There are additional minor annoyances. For instance, Roger was rifling through a stack of old mail the other night when he randomly shouted, “Somehow, my mail keeps getting opened! I thought we talked about this!”
Oh, we talked about it, alright. The last time I opened “his” mail – a bill that I would later pay – he threatened me with federal mail tampering charges. (I said neither of us were looking for a fight; I did not say that neither of us had baggage. We had a similar altercation early on in our marriage when I foolishly put lavender vanilla fabric softener in a load of his underwear.)
The truth was, although he was wildly pointing the finger of blame, I hadn’t touched his stupid mail. He had opened it himself a few weeks prior but could no longer remember doing it. I was insulted and told him as much, demanding he apologize. It had been so long since either of us had done something we needed to be remorseful for that it caught him off guard.
“I’m sorry, dear,” he said tenderly, genuinely repentant.

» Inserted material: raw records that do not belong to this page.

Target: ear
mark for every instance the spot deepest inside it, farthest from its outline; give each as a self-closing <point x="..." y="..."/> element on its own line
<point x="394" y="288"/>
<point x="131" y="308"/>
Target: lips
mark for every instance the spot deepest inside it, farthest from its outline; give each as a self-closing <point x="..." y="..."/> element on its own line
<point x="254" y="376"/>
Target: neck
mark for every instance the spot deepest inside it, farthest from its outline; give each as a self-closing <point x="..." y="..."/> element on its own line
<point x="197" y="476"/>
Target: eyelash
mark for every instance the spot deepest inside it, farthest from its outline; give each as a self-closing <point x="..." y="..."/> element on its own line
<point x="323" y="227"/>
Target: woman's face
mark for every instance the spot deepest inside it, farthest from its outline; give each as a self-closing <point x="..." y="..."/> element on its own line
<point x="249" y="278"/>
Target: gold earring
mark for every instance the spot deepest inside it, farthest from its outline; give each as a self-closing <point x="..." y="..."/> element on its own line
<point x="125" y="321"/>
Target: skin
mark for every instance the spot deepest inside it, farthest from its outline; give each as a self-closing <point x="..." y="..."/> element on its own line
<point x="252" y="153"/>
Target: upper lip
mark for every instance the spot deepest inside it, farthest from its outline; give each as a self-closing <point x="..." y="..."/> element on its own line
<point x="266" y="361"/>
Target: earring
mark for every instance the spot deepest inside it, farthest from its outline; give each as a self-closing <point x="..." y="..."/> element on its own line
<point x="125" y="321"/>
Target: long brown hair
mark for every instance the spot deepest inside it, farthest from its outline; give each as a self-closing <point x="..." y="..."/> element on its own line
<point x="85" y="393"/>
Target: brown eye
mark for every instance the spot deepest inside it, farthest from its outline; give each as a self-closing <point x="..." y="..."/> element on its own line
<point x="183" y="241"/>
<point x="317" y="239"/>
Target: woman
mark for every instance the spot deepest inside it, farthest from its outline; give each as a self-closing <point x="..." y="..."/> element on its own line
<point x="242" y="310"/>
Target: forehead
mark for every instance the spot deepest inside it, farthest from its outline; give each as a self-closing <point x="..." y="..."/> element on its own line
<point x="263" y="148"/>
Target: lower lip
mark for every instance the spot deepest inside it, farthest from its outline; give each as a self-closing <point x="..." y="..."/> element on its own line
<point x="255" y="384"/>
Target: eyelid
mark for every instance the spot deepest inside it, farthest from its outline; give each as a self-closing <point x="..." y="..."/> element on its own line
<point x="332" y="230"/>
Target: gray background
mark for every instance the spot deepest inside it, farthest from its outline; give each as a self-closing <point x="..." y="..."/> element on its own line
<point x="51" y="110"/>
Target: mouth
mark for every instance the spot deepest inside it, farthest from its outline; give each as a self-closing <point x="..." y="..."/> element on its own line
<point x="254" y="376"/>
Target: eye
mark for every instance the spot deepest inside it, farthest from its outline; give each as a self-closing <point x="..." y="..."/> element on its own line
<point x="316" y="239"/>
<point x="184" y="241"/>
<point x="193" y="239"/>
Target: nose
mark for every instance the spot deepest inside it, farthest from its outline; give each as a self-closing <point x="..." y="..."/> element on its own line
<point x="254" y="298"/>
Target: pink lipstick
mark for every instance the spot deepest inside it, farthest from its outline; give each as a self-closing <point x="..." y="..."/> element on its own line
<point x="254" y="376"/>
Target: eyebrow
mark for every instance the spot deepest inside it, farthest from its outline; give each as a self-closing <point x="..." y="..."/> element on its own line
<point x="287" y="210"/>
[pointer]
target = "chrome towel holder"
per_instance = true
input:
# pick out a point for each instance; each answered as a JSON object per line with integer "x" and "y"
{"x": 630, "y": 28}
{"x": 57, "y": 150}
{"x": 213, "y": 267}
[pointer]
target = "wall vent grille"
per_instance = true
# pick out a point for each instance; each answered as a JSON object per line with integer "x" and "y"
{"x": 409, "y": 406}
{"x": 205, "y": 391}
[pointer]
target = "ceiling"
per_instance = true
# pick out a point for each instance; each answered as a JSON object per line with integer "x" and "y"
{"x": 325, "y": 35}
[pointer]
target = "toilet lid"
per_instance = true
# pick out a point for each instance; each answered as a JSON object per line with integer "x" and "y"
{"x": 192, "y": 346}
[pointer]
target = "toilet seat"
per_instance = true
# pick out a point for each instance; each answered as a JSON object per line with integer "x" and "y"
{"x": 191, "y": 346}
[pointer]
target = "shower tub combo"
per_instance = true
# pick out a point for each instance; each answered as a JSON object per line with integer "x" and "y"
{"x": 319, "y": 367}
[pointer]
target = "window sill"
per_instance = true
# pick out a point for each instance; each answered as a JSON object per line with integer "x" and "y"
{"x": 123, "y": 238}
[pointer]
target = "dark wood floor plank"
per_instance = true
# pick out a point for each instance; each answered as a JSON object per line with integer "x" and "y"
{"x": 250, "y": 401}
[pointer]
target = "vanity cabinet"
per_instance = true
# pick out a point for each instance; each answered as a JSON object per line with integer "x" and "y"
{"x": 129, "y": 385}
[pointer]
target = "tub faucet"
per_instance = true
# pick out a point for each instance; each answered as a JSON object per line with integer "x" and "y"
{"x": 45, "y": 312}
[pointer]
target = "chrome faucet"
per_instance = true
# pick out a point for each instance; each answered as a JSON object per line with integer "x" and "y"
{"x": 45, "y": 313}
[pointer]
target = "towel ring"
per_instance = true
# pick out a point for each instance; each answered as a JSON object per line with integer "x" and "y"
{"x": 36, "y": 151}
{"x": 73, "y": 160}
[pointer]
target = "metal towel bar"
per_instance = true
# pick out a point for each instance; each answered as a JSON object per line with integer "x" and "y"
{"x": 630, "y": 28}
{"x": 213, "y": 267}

Turns out, every once in awhile, love IS having to say you’re sorry. In fact, maybe that’s the key to longevity in a relationship.
Roger won’t agree. He’s usually a little stingy with his apologies, so if you ask him, he’ll chalk the success of any happy union – ours included – up to his three main relationship philosophies:
1. Happy wife, happy life.
2. You can be right, or you can be happy.

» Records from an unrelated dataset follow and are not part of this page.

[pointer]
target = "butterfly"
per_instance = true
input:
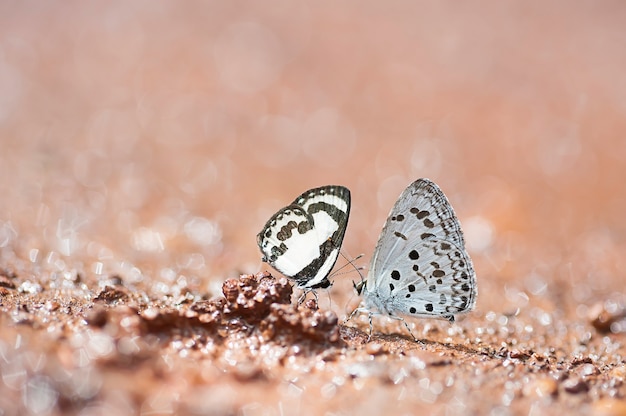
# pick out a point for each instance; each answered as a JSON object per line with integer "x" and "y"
{"x": 420, "y": 266}
{"x": 303, "y": 239}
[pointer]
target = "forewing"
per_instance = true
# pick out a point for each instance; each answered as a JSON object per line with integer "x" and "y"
{"x": 303, "y": 240}
{"x": 433, "y": 278}
{"x": 329, "y": 206}
{"x": 287, "y": 240}
{"x": 421, "y": 213}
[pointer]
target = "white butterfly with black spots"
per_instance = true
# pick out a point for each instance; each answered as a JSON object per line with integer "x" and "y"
{"x": 420, "y": 266}
{"x": 303, "y": 239}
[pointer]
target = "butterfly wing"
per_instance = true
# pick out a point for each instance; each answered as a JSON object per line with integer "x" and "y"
{"x": 420, "y": 266}
{"x": 303, "y": 240}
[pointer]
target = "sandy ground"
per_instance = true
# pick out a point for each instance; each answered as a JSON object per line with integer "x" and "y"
{"x": 144, "y": 145}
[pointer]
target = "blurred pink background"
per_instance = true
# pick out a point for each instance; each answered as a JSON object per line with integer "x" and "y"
{"x": 155, "y": 138}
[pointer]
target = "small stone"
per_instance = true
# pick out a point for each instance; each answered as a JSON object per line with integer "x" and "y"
{"x": 97, "y": 316}
{"x": 602, "y": 319}
{"x": 375, "y": 348}
{"x": 575, "y": 385}
{"x": 112, "y": 294}
{"x": 542, "y": 387}
{"x": 311, "y": 304}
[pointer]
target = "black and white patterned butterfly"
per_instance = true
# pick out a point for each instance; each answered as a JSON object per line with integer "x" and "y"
{"x": 303, "y": 239}
{"x": 420, "y": 267}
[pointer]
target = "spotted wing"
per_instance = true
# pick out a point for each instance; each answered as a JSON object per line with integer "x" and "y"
{"x": 302, "y": 240}
{"x": 420, "y": 266}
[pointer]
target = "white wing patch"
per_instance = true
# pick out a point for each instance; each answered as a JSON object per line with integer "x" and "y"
{"x": 302, "y": 240}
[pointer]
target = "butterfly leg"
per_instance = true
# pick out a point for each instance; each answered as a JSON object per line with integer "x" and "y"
{"x": 358, "y": 309}
{"x": 409, "y": 329}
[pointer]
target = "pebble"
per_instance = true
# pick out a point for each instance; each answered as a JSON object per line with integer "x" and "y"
{"x": 542, "y": 387}
{"x": 575, "y": 385}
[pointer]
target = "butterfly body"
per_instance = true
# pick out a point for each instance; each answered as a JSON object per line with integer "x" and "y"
{"x": 420, "y": 267}
{"x": 303, "y": 239}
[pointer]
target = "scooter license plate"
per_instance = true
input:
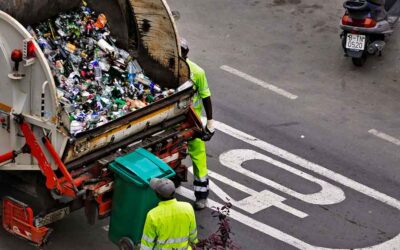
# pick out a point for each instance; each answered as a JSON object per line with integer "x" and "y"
{"x": 355, "y": 42}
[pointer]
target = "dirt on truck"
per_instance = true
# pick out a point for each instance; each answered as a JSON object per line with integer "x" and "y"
{"x": 47, "y": 170}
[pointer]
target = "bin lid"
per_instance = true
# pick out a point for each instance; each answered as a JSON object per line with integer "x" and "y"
{"x": 140, "y": 166}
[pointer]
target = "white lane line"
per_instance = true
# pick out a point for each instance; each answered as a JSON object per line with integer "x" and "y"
{"x": 385, "y": 137}
{"x": 259, "y": 82}
{"x": 252, "y": 223}
{"x": 308, "y": 165}
{"x": 256, "y": 202}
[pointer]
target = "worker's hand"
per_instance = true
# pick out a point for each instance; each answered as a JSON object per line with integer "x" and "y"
{"x": 209, "y": 131}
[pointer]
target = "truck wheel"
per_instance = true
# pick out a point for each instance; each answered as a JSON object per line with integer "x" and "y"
{"x": 126, "y": 244}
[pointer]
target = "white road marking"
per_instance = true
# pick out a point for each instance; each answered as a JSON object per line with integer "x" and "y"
{"x": 385, "y": 137}
{"x": 392, "y": 244}
{"x": 328, "y": 195}
{"x": 259, "y": 82}
{"x": 256, "y": 202}
{"x": 307, "y": 164}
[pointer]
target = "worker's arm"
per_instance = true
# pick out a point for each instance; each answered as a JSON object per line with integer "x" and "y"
{"x": 149, "y": 236}
{"x": 205, "y": 95}
{"x": 209, "y": 128}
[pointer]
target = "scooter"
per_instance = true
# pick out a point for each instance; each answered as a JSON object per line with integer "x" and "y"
{"x": 366, "y": 26}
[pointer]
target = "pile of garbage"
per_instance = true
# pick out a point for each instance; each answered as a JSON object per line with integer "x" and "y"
{"x": 97, "y": 82}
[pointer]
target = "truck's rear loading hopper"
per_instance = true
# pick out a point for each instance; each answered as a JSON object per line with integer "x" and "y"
{"x": 146, "y": 26}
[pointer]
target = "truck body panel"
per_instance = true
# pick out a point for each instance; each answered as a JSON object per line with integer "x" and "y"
{"x": 160, "y": 58}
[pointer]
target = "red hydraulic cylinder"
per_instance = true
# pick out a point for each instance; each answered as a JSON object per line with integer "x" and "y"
{"x": 7, "y": 156}
{"x": 58, "y": 161}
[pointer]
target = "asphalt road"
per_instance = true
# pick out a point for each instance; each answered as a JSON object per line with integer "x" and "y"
{"x": 314, "y": 173}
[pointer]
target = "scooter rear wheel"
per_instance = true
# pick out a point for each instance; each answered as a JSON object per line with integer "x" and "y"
{"x": 359, "y": 62}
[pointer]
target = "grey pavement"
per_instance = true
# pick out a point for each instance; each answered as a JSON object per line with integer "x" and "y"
{"x": 294, "y": 45}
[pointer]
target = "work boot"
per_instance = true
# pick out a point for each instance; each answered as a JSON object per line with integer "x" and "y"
{"x": 200, "y": 204}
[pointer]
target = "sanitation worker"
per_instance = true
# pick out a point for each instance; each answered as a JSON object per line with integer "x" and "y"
{"x": 197, "y": 147}
{"x": 170, "y": 225}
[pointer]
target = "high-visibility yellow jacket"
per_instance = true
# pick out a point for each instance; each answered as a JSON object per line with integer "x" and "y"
{"x": 170, "y": 225}
{"x": 198, "y": 76}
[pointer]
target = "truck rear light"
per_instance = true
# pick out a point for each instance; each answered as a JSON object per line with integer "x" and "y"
{"x": 16, "y": 57}
{"x": 29, "y": 51}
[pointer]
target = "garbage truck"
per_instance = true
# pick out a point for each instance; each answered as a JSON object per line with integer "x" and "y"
{"x": 49, "y": 172}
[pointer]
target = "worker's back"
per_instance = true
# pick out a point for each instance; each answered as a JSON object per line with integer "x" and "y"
{"x": 170, "y": 225}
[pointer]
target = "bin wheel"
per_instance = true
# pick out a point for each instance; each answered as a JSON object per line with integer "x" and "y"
{"x": 126, "y": 244}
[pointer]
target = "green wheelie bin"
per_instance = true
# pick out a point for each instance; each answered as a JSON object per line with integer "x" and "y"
{"x": 133, "y": 197}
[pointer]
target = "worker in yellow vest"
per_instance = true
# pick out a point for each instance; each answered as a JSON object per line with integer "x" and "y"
{"x": 197, "y": 147}
{"x": 170, "y": 225}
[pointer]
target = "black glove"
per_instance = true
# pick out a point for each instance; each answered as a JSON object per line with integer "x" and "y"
{"x": 207, "y": 134}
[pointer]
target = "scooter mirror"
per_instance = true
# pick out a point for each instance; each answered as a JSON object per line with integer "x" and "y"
{"x": 176, "y": 14}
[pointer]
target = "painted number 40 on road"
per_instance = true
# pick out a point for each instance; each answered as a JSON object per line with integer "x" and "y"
{"x": 257, "y": 201}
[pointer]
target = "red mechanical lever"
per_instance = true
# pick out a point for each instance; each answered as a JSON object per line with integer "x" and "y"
{"x": 37, "y": 152}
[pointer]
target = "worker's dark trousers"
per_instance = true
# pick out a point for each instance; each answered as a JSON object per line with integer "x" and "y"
{"x": 197, "y": 151}
{"x": 201, "y": 188}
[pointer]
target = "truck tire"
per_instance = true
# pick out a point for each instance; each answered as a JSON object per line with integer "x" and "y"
{"x": 126, "y": 244}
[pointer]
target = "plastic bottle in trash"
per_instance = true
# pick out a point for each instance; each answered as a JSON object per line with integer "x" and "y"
{"x": 131, "y": 73}
{"x": 147, "y": 82}
{"x": 97, "y": 71}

3. Marry a woman who has less teeth than you’ve got, shall we say, tush.
Notice the common theme. Vilified and flagellated husband maintains marital “bliss” by continually caving to antagonistic, oppressive wife’s exigencies. I don’t know what Dr. Phil would have to say about Roger’s contention that marriage is, above all, a game of survival. If he spent any time analyzing his patient, he’d probably reach the same conclusion most people who know Roger have: he talks a good game, but he’s soft in the center.
Thankfully, I landed a guy who – for whatever reasons - doesn’t watch televised sports, changes the toilet paper roll independently and doesn’t squeeze the toothpaste in the middle of the tube. On top of that, he checks my oil and my brakes regularly, and I happen to find that pretty sexy.
In spite of the trials and tribulations of raising teenagers and the added trauma of a marital merger, Roger has stuck it out – thick or thin, hell or high water, for better or for worse. In every way, Roger Lee Wright has honored his wedding vows.
After five years, there’s still nobody I’d rather ride this roller coaster with – especially now that I know the chances of ever getting off this backward, triple-inversion scream machine are slim-to-none.
(Staci Ann Wilson Wright lives and teaches in Fairfield. She is a summer Ledger staff writer.)